文部科学大臣賞(小学生部門)
『ありがとう ツバメの子』

4月 27th, 2011 | By | Category: 第20回/2010年度入賞作品

 

三重県

伊賀市立青山小学校4年生

上田 環/Tamaki Ueda

 

 ピィーピィーと2回だけ小さな声がした。いやなよかんがした。夜8時半満月だった。お母さんがキャーとさけんだのですぐにツバメの巣を見に出ると、夕方見たあおだいしょうが巣にからまっていた。すぐにくま手で巣からはがしてあおだいしょうは草むらに逃げた。お腹がぽっこりふくれていた。巣は静か。
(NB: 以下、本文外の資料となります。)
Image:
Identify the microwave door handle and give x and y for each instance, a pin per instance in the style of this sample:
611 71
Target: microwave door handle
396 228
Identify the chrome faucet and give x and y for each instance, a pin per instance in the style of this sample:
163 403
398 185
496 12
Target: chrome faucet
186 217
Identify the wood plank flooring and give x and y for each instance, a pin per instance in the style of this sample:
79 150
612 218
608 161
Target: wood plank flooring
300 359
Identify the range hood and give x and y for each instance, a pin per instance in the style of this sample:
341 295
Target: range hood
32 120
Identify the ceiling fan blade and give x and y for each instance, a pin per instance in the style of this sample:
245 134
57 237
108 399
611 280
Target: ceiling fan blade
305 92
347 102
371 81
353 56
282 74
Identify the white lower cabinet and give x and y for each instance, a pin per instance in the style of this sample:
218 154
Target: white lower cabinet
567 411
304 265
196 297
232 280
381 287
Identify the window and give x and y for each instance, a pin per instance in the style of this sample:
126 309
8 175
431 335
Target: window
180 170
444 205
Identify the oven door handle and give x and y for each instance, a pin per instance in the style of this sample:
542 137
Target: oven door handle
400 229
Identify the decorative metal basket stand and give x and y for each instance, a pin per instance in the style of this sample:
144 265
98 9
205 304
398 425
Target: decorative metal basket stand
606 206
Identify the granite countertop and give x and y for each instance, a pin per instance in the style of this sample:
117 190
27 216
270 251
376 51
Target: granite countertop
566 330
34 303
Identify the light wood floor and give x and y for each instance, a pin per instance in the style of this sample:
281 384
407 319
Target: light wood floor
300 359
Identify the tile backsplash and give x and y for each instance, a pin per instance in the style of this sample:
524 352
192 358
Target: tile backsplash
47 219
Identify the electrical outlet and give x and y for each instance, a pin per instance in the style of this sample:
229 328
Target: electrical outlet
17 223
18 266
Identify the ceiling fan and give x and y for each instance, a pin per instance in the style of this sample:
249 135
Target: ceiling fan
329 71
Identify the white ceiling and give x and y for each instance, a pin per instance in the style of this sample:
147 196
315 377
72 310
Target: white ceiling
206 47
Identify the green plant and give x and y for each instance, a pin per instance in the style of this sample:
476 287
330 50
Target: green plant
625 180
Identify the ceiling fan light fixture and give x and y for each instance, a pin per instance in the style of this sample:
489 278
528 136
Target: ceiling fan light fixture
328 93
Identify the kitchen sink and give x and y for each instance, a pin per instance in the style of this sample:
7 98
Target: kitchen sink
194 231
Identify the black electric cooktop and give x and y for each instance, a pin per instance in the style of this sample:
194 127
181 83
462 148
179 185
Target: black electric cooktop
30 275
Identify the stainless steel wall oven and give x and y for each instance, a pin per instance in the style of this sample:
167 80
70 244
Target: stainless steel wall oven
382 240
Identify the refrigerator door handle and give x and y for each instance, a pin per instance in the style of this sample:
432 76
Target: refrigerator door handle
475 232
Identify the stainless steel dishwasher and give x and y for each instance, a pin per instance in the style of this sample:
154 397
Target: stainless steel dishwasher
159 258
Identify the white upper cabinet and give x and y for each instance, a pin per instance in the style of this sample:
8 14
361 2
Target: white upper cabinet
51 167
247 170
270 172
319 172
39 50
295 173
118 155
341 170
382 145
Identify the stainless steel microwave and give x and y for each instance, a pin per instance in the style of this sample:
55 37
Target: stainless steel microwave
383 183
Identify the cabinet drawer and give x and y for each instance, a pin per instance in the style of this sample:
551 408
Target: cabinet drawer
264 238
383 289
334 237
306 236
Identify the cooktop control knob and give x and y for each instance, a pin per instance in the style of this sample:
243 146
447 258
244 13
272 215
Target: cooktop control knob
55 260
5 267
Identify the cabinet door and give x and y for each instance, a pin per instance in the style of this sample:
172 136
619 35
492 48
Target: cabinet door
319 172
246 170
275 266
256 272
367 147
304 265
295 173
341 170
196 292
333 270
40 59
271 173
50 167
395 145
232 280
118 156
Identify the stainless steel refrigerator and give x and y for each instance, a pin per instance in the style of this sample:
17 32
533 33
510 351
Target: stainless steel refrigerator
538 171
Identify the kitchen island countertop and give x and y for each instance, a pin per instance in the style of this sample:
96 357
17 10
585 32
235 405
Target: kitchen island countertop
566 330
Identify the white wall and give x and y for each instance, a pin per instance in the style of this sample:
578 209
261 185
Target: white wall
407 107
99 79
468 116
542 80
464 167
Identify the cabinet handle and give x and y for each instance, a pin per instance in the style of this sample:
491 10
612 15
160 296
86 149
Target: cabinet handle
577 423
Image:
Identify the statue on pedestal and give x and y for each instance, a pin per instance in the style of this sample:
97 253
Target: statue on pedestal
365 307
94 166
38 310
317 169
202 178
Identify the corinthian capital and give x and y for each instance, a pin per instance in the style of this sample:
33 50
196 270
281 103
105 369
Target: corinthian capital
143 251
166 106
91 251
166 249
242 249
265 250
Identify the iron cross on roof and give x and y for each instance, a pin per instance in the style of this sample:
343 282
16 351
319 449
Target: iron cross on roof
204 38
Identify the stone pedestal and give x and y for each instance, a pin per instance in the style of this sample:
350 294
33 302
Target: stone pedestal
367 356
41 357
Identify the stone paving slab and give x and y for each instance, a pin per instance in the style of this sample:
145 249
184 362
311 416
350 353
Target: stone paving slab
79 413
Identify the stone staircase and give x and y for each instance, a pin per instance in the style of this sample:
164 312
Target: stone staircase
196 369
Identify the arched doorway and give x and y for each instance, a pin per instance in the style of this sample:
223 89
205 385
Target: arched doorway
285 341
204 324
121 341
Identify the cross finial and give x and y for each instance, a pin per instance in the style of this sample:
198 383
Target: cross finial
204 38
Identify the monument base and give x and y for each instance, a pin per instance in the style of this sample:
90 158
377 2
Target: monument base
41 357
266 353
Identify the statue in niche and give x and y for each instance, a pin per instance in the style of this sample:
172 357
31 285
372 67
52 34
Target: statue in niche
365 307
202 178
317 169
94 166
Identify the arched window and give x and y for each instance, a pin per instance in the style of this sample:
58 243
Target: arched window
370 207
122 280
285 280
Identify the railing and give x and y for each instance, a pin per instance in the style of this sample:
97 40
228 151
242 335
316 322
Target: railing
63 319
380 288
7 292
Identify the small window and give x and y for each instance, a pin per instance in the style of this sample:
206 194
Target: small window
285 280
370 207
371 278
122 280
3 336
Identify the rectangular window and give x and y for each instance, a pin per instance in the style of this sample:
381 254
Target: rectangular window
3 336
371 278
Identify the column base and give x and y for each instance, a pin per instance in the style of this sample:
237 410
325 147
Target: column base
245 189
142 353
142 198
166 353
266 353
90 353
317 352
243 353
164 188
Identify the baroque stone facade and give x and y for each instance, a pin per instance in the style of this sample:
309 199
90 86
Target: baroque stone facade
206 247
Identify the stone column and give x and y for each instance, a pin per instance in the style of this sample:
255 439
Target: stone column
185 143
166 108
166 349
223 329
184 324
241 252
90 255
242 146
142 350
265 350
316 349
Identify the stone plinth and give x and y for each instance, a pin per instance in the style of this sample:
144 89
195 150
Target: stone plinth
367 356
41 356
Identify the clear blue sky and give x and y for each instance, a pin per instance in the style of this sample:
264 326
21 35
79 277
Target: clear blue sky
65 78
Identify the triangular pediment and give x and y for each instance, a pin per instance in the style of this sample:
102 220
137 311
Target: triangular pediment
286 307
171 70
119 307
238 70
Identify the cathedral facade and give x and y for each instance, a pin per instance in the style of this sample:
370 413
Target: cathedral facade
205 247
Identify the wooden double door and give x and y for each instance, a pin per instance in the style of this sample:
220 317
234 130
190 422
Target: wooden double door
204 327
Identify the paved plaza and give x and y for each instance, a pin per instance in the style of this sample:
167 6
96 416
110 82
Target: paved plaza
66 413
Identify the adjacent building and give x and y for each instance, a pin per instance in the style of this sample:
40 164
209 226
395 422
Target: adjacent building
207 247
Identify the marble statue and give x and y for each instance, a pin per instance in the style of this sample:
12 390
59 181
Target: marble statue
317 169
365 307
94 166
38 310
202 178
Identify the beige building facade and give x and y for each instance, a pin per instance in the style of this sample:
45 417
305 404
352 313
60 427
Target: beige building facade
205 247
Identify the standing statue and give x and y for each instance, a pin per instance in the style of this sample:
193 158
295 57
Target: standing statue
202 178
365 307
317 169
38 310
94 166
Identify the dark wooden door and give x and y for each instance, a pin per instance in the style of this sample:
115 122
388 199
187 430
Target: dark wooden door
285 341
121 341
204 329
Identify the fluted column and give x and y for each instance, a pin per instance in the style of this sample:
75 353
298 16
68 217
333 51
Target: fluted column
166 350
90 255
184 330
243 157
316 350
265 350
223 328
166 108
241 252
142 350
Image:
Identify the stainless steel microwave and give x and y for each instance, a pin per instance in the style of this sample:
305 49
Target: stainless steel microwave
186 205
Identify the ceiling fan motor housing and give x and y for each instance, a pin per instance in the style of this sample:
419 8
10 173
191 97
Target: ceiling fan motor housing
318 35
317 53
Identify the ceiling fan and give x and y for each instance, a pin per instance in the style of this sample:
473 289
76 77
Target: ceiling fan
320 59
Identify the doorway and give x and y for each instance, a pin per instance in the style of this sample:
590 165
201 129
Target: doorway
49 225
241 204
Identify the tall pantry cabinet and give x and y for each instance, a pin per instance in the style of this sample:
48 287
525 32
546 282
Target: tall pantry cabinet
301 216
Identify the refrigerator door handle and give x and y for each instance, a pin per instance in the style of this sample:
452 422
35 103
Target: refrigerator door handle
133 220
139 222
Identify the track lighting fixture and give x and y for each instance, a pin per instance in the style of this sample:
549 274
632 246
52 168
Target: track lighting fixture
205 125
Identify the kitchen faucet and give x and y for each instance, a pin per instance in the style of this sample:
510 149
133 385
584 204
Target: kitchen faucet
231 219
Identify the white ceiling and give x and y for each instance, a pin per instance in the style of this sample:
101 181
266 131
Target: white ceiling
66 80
 ぼくがもうすぐ8才になる5月1日から、家にツバメの夫婦がやってきて、巣作りをした。ぼくは毎日ツバメ観察手帳をつけた。名前をつけて、写真をとって卵のからもウンチもひろった。6羽のヒナが産まれて、うるさくピィピィないていて、もうすぐ巣立ちかなと思った9日目、そしてぼくの誕生日の前日、ヒナはあおだいしょうにみんな食べられた。夕方あおだいしょうを見かけた時につかまえたらよかった。ヒナがかわいそう、ヘビがにくいと、お母さんが泣いていた。

 ぼくも、こんなんで観察が終わるなんて思わなかった。人生うまくいかない。でも、うちのツバメが食べられなかったとしても、別のツバメが食べられるかもしれない。ツバメも虫をいっぱい食べていた。あおだいしょうもいつか死んで、虫の栄養になってその虫がまたツバメに食べられる。命はぐるぐるまわっている。植物連さという。悲しいけれど自然だ。ぼくも鶏肉をいっぱい食べる。特にフライドチキンが大好きだ。ぼくもあおだいしょうも生きるために食べる。この後、あおだいしょうも卵を産むのかもしれない。食べたり食べられたりがなかったら地球が満員になる。それをおさえるのが自然だ。だから自然を大切にしなければならない。虫もへびも何億年も前から生きているのに人間は6千年前に出てきたばかりなのに、地球の自然を支配しようとしている。環境が破かいされて、一種類の鳥が全めつしたとしたら、その鳥に食べられていたは虫類、小動物や昆虫が植えて、畑の野菜や家ちくのえさになる草を食べつくして野菜も肉もとれなくなる。ということは人間が困る。そのかわりに魚をとりすぎて海の生態系もくずれるだろう。人間は自分たちでききんをよんでいる。

 ヒナがいっしゅんで食べられた事件で、ヘビたちの命をつないだことや、地球環境や、生物多様性のことまで考えることができた。そのことと、命ってあっけなく終わるということも分かった。家族も別れる。だから、命と家族を大事にしなければならない。ヒナは9日間しか生きていないけれど、ぼくはその次の日に8年生きたことになった。ツバメの子は命をかけてぼくの誕生日に授業をしてくれた。ありがとう。

 ぼくが9才になった夏、同じ夫婦からヒナが無事に巣立った。もりもり虫を食べて、卵のからはありが食べて、命の輪が見えてよかった。毎日、ぼくも地球の命とつながって生きている。